Rowan Curran said, “In addition to that, I expect to see that drive more enterprise-level research and usage in terms of adopting and fine-tuning their large language models for various use cases. Because I think that ability to take the large language models, add this fine-tuning layer on top for some of these really specific industries is where it’s going to really start to be very game-changing.”

Questions about trust and safety

Critics continue to raise concerns over the trustworthiness and safety of generative AI in general, and DALL-E in particular, saying that fake photos could be used to bully and harass, for example, or spread disinformation and spur violence. In May, researchers stated that the instrument might potentially promote negative preconceptions about women and people of color.

The news that photos produced with the API would not require a watermark – introduced during the DALL-E 2 beta but is optional with the API – may not please those with ethical and legal concerns regarding DALL-E.

However, in a press statement, OpenAI asserted that the DALL-E API is “incorporating the trust and safety lessons we’ve learned while deploying DALL-E to 3 million artists and users worldwide.”

With the API, “developers can ship with confidence knowing that built-in mitigations – like filters for hate symbols and gore – will handle the challenging aspects of moderation,” the press release continued. “As a part of OpenAI’s commitment to responsible deployment, we will continue to make trust and safety a top priority so that developers can focus on building.”

Mixtiles uses DALL-E API to make memories

Eytan Levit, the co-founder of Tel Aviv-based Mixtiles, stated that the firm quickly saw DALL-E 2’s potential and signed up for early access.

Levit said that DALL-E users have a learning curve for the first time. “For example, you need to know which styles you can use, such as an oil painting, digital art, pencil sketch, or watercolor,” he said. “We’ve learned that referencing the time of day materially affects your results, while color palettes also help with getting great pictures.”

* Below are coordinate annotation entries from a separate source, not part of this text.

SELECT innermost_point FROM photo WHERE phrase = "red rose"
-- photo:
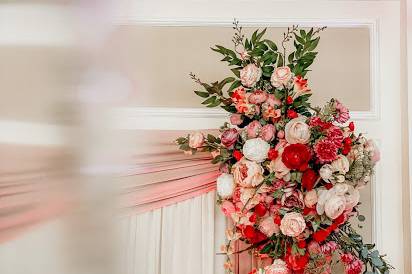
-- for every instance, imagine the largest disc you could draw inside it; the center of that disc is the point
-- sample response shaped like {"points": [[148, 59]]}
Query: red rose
{"points": [[321, 235], [297, 262], [296, 156], [291, 114], [229, 137], [260, 210], [237, 155], [302, 244], [351, 126], [309, 178], [272, 154]]}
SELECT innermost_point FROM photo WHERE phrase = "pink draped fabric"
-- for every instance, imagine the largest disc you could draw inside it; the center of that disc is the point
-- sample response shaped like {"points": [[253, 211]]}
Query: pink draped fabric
{"points": [[30, 187], [162, 175]]}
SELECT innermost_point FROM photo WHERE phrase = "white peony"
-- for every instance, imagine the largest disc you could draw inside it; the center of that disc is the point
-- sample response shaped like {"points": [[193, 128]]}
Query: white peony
{"points": [[297, 131], [250, 74], [256, 150], [326, 172], [341, 164], [225, 185]]}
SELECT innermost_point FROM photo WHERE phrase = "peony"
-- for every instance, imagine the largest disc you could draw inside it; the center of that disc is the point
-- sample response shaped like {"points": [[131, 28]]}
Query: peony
{"points": [[268, 226], [342, 113], [300, 86], [253, 129], [297, 131], [227, 208], [292, 198], [311, 198], [269, 112], [268, 132], [326, 172], [292, 224], [196, 140], [341, 164], [247, 173], [236, 119], [238, 95], [335, 206], [279, 168], [326, 150], [250, 74], [296, 156], [225, 185], [278, 267], [258, 97], [256, 150], [281, 77], [229, 137]]}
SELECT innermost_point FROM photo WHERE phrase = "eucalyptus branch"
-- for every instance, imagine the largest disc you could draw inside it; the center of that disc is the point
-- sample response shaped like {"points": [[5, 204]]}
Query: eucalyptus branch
{"points": [[286, 38], [195, 78]]}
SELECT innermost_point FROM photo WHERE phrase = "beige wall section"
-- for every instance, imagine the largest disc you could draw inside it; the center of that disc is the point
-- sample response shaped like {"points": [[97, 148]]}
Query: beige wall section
{"points": [[159, 59]]}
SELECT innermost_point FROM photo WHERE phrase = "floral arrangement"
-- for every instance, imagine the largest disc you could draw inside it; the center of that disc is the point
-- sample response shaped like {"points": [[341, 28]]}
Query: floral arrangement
{"points": [[291, 173]]}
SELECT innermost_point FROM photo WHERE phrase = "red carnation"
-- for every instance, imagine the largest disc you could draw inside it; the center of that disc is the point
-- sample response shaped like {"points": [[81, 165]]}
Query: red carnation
{"points": [[351, 126], [237, 155], [260, 210], [321, 235], [272, 154], [296, 156], [309, 178], [291, 114]]}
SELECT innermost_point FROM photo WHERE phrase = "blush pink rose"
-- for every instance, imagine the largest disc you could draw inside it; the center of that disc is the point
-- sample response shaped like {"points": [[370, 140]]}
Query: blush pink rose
{"points": [[268, 226], [281, 77], [247, 173], [268, 132], [196, 140], [250, 74], [292, 224], [253, 129], [258, 97], [273, 101], [229, 137], [236, 119], [227, 208]]}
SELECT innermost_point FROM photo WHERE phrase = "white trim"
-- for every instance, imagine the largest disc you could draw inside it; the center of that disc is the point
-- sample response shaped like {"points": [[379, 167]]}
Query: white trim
{"points": [[371, 24]]}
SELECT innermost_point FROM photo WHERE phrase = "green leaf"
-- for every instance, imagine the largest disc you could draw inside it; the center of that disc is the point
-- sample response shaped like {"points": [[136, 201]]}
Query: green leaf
{"points": [[209, 100], [236, 71], [271, 45], [201, 94]]}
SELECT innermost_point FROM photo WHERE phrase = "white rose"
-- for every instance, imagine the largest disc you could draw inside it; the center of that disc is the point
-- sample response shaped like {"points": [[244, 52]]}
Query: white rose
{"points": [[196, 140], [341, 164], [292, 224], [326, 172], [297, 131], [225, 185], [281, 76], [352, 197], [250, 74], [335, 206], [311, 198], [256, 150]]}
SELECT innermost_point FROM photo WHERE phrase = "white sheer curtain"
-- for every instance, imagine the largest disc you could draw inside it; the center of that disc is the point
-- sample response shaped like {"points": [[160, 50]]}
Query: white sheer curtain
{"points": [[182, 238]]}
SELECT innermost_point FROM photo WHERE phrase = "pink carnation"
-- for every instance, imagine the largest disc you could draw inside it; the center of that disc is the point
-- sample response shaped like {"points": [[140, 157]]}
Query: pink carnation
{"points": [[326, 150], [342, 113], [335, 134]]}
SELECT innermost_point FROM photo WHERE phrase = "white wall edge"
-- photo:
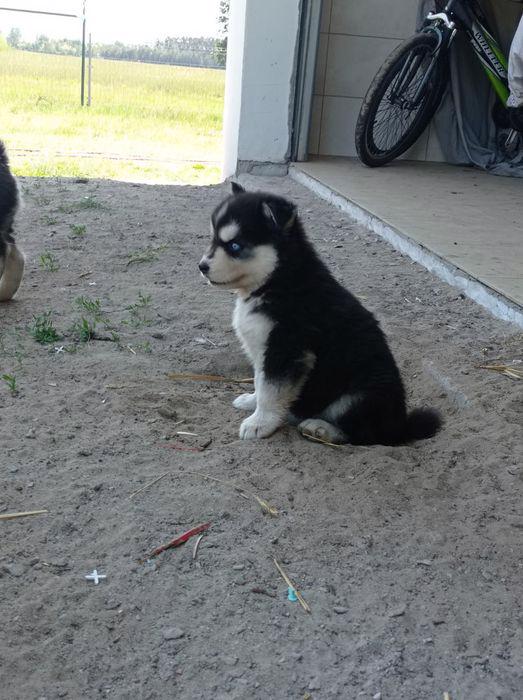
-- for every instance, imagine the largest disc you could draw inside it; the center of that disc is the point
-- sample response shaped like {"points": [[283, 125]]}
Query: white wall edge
{"points": [[499, 306]]}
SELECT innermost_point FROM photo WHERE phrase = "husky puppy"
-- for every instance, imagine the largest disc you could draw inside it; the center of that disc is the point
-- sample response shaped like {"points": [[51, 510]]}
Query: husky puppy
{"points": [[320, 358], [11, 258]]}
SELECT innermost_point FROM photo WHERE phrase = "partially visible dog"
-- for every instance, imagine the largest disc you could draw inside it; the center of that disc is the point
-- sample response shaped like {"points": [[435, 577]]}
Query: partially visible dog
{"points": [[12, 260], [320, 358]]}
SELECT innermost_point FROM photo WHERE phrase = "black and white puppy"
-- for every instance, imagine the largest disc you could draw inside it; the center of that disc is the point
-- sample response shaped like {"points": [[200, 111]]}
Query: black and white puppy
{"points": [[11, 257], [320, 358]]}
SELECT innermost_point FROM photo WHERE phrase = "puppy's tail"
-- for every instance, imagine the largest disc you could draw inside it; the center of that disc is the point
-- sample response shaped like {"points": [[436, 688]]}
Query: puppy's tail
{"points": [[422, 423], [11, 271]]}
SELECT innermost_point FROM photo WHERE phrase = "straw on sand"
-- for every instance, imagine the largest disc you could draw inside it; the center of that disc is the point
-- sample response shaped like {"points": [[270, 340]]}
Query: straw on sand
{"points": [[245, 493], [175, 376], [315, 439], [24, 514], [507, 370], [289, 583]]}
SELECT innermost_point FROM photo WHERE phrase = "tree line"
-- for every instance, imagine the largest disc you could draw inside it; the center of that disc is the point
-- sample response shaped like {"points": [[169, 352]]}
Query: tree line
{"points": [[203, 52]]}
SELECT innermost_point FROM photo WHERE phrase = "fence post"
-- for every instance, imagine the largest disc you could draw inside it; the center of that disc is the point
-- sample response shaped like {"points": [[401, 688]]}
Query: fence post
{"points": [[89, 71], [82, 100]]}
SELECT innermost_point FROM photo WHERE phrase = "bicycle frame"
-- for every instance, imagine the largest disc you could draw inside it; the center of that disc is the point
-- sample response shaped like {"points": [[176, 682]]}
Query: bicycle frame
{"points": [[468, 17]]}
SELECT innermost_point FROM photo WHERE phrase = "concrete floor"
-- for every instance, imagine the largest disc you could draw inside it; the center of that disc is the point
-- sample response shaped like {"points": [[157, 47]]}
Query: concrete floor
{"points": [[464, 216]]}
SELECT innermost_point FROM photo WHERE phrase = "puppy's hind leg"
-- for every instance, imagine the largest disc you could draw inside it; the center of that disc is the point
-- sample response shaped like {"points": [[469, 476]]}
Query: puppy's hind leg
{"points": [[11, 272], [320, 429]]}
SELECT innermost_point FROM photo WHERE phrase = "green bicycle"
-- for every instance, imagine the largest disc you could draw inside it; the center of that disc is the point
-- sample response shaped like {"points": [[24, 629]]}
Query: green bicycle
{"points": [[408, 88]]}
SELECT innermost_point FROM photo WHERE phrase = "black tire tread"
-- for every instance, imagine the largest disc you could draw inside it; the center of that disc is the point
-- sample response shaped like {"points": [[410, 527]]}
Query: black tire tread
{"points": [[377, 89]]}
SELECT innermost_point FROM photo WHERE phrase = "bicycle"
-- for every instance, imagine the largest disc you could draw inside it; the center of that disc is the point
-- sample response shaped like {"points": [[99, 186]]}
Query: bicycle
{"points": [[408, 88]]}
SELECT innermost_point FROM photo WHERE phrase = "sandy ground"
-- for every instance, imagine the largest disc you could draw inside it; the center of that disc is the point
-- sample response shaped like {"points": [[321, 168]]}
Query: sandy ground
{"points": [[409, 557]]}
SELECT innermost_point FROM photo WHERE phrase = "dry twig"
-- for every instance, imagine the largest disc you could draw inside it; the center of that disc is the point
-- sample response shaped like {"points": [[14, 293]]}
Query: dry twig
{"points": [[12, 516], [323, 442], [196, 545], [245, 493], [289, 583], [208, 378], [507, 370], [181, 539]]}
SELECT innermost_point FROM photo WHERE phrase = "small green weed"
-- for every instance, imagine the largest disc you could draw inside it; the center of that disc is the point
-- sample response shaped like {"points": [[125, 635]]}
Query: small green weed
{"points": [[77, 230], [91, 306], [10, 380], [43, 330], [84, 329], [49, 262]]}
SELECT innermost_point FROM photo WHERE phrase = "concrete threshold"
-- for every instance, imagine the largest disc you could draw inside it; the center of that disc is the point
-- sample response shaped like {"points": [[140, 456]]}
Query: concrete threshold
{"points": [[452, 224]]}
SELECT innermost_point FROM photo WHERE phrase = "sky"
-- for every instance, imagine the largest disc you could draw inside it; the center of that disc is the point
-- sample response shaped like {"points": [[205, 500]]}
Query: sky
{"points": [[128, 21]]}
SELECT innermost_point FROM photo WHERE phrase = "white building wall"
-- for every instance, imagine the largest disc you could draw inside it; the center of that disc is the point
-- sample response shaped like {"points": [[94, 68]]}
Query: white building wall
{"points": [[259, 90]]}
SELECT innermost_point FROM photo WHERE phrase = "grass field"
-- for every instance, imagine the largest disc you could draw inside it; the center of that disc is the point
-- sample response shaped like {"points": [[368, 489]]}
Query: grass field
{"points": [[147, 123]]}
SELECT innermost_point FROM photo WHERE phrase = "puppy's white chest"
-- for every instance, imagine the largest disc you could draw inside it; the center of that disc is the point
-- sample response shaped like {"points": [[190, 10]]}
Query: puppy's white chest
{"points": [[252, 328]]}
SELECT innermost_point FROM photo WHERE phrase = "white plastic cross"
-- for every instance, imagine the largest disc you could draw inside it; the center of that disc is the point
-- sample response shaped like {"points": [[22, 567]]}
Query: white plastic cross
{"points": [[95, 576]]}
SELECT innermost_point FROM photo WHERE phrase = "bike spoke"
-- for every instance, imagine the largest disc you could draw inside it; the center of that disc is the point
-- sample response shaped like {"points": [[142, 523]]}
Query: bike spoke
{"points": [[396, 112]]}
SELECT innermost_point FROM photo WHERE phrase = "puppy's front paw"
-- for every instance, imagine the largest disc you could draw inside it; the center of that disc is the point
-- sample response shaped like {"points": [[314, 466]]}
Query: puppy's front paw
{"points": [[245, 402], [259, 425]]}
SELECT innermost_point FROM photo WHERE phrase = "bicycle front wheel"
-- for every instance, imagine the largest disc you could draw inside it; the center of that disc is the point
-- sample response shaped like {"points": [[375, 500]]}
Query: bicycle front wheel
{"points": [[401, 100]]}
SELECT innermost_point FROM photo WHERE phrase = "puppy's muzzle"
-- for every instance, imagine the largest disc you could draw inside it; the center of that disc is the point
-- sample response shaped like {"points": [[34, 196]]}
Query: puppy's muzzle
{"points": [[204, 267]]}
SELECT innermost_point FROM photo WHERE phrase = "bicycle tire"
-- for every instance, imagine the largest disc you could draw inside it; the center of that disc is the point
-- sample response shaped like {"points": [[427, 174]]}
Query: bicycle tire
{"points": [[421, 44]]}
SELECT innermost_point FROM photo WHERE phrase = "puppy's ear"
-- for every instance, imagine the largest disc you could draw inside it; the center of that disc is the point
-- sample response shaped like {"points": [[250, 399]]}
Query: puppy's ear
{"points": [[236, 188], [280, 213]]}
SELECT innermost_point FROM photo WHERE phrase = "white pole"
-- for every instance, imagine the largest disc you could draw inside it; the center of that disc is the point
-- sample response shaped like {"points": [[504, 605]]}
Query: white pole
{"points": [[89, 72]]}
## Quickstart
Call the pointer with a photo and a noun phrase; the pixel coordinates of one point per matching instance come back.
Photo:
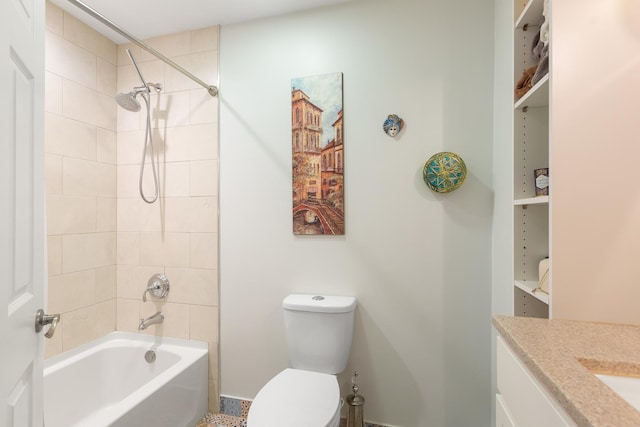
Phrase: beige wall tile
(193, 286)
(87, 324)
(136, 215)
(70, 61)
(106, 146)
(54, 19)
(66, 214)
(153, 72)
(204, 323)
(170, 45)
(173, 109)
(123, 59)
(105, 111)
(203, 107)
(129, 120)
(54, 255)
(128, 181)
(86, 178)
(107, 77)
(128, 315)
(77, 102)
(204, 250)
(86, 251)
(168, 249)
(204, 39)
(106, 283)
(84, 36)
(130, 146)
(133, 279)
(191, 214)
(53, 93)
(72, 291)
(214, 398)
(68, 137)
(176, 319)
(128, 248)
(176, 179)
(213, 360)
(204, 178)
(53, 174)
(106, 214)
(196, 142)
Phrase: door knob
(46, 319)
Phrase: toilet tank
(319, 331)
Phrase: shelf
(538, 95)
(538, 200)
(531, 14)
(528, 287)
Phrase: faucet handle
(158, 286)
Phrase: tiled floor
(219, 420)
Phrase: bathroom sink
(627, 387)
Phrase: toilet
(319, 329)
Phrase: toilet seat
(296, 398)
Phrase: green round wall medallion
(444, 172)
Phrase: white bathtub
(108, 382)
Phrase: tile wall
(80, 146)
(104, 242)
(177, 235)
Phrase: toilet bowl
(319, 330)
(296, 398)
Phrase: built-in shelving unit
(530, 152)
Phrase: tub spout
(156, 318)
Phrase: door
(22, 232)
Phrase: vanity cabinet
(521, 400)
(531, 224)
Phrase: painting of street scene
(317, 140)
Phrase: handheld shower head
(128, 101)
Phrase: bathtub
(108, 382)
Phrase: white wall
(418, 262)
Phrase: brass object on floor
(355, 411)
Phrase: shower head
(128, 101)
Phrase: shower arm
(213, 90)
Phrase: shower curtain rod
(213, 91)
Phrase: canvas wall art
(317, 141)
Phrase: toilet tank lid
(319, 303)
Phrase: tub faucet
(156, 318)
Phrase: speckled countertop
(558, 353)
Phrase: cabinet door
(527, 400)
(503, 418)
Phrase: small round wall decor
(392, 125)
(444, 172)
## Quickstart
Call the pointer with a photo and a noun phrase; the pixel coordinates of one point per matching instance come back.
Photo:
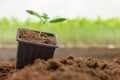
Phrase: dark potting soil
(6, 69)
(37, 37)
(70, 68)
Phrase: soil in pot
(6, 69)
(70, 68)
(35, 36)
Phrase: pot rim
(39, 44)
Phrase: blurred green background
(72, 31)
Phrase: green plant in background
(77, 30)
(45, 18)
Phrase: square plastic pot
(29, 51)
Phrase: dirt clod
(70, 68)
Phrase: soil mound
(70, 68)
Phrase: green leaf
(57, 20)
(33, 13)
(45, 16)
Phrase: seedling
(45, 18)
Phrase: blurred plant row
(78, 30)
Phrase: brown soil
(6, 69)
(35, 36)
(70, 68)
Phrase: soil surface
(70, 68)
(35, 36)
(9, 54)
(6, 69)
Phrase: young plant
(45, 18)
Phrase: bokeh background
(89, 22)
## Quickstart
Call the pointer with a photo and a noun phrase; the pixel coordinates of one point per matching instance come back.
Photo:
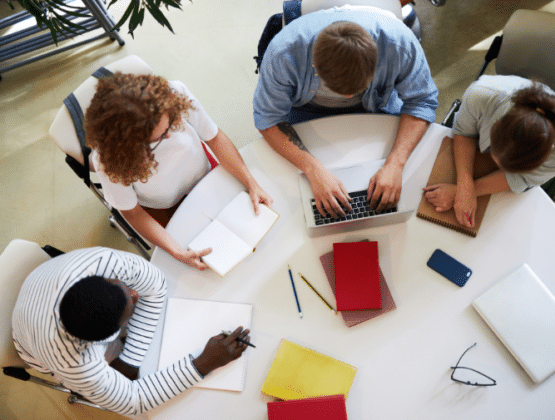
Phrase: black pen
(239, 339)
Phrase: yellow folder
(298, 372)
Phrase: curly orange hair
(121, 118)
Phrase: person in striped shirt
(72, 308)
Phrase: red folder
(357, 276)
(331, 407)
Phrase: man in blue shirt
(351, 59)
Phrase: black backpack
(291, 11)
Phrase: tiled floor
(42, 200)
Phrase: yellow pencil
(319, 295)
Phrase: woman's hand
(258, 195)
(465, 204)
(193, 258)
(442, 196)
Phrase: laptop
(355, 180)
(520, 309)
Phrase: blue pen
(295, 292)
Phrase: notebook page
(239, 217)
(188, 326)
(228, 249)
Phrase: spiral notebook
(444, 172)
(188, 326)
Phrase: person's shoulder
(179, 87)
(500, 84)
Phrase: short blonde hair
(345, 57)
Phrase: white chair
(17, 261)
(309, 6)
(64, 134)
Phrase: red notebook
(357, 276)
(331, 407)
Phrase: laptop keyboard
(361, 210)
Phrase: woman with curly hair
(513, 120)
(146, 135)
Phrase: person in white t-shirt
(146, 135)
(512, 120)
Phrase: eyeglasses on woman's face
(154, 143)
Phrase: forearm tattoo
(290, 132)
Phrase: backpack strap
(291, 10)
(78, 118)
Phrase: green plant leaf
(158, 15)
(172, 3)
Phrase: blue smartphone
(449, 267)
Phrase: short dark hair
(523, 139)
(92, 308)
(345, 57)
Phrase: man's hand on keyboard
(384, 188)
(329, 192)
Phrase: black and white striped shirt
(43, 343)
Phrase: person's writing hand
(384, 188)
(220, 350)
(258, 195)
(328, 192)
(441, 196)
(194, 258)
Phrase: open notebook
(188, 326)
(521, 312)
(234, 234)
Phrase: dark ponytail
(523, 139)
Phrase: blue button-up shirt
(402, 82)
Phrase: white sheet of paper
(188, 326)
(228, 249)
(239, 217)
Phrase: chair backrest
(16, 263)
(62, 129)
(528, 47)
(394, 6)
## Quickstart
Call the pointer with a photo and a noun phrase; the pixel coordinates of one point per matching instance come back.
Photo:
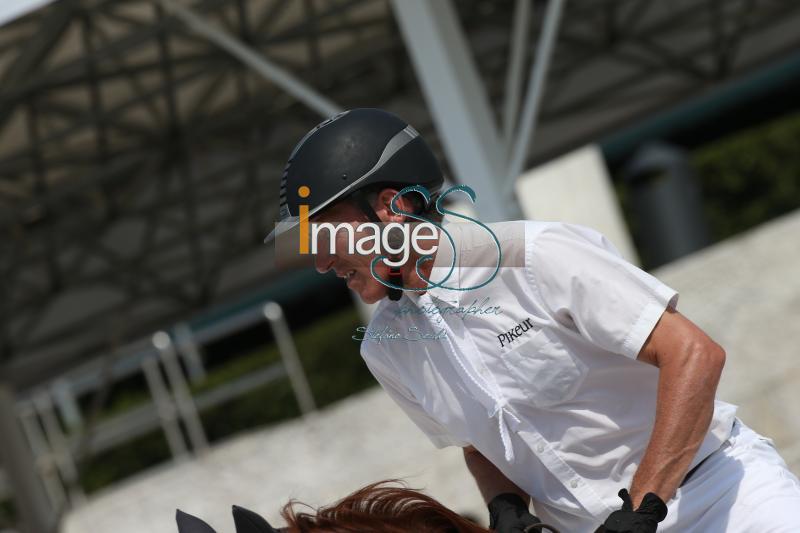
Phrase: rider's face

Using the API, Mixtiles’ way forward has been to guide the user through several processes, with each step bringing them closer to the creation of emotionally resonant artwork.

Ultimately, he said, Mixtiles is betting that generative AI and DALL-E constitute a technical breakthrough “equivalent to the invention of paper, the picture frame, canvas print or the invention of computer graphics — we think it’s going to fuel an explosion of new use cases, of human creativity and emotional connection.”

For Mixtiles, this entails allowing clients to upload family photos and portraits and then personalize these images.